Regarding the Cyrex Labs list of foods that cross react with gluten, they have a tough case to make for celiac disease. In the study supporting the tests (http://www.scirp.org/Journal/PaperInformation.aspx?paperID=26626), polyclonal rabbit anti-α-gliadin antibodies were evaluated for cross-reactivity against milk, yeast, casein, coffee bean extract, instant coffee, millet, corn, and rice. In most cases, whole foods were used presenting a huge number of molecular targets to a huge array of polyclonal rabbit antibodies. It would be surprising if there was not some level of cross-reactivity detected. The authors also noted that a significant amount of cross-reactivity was caused by the presence of gluten contaminating the test foods. Another important point the authors don’t address is what their results mean in terms of invoking symptoms in celiac patients. There is no work that I am aware of that shows that avoiding foods that cross-react with α-gliadin results in symptomatic improvement in celiac disease or people with other digestive diseases. This work may exist, but I have not found it. If you know of this work, please share it with me and I will take a look.
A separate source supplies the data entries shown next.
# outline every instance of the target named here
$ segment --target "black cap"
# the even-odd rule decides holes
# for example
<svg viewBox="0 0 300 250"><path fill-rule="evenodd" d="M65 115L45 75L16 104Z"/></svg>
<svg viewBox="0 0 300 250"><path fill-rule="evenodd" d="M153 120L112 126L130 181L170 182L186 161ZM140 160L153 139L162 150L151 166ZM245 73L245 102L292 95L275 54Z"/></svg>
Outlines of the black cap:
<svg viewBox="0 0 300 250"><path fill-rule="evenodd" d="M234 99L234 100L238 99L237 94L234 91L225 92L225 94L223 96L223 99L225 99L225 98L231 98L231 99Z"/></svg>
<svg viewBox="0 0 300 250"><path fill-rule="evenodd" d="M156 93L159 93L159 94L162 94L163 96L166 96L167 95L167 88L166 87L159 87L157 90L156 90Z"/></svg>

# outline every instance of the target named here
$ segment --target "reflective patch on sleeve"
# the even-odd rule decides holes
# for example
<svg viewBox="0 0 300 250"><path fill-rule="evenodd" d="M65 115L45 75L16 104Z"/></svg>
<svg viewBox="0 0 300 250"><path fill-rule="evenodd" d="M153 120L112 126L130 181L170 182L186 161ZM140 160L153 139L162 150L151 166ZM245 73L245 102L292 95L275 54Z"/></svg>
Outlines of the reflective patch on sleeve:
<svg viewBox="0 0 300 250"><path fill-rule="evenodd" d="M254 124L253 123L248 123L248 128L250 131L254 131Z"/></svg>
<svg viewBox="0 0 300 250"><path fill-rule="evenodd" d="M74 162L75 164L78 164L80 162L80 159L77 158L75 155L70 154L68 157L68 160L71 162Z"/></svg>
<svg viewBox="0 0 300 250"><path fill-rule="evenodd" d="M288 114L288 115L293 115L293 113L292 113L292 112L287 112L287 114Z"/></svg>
There is another Ocam’s razor explanation that may better explain the persistence of symptoms in 30% of celiac patients on a gluten free diet – resistant starch (RS) and other difficult-to-digest carbohydrates. Though gluten free diets have less resistant starch than the standard American diet (SAD) because three specific grains are removed, gluten-free diets do allow non-gluten grains and other foods including a variety of rice, potatoes, legumes, millet, tapioca, fruits including higher fructose fruits, high RS bananas, table sugar, and a number of other baked goods. Thus, gluten free diets still contain large quantities of the five carbohydrates the Fast Tract Diet limits in order to control bacterial overgrowth. The presence of too many of these carbs may continue to drive inflammation, leaky gut and villus destruction on a gluten-free diet precisely because they are high FP.
On a personal note, I wish you the best in finding the solution that works best for you.”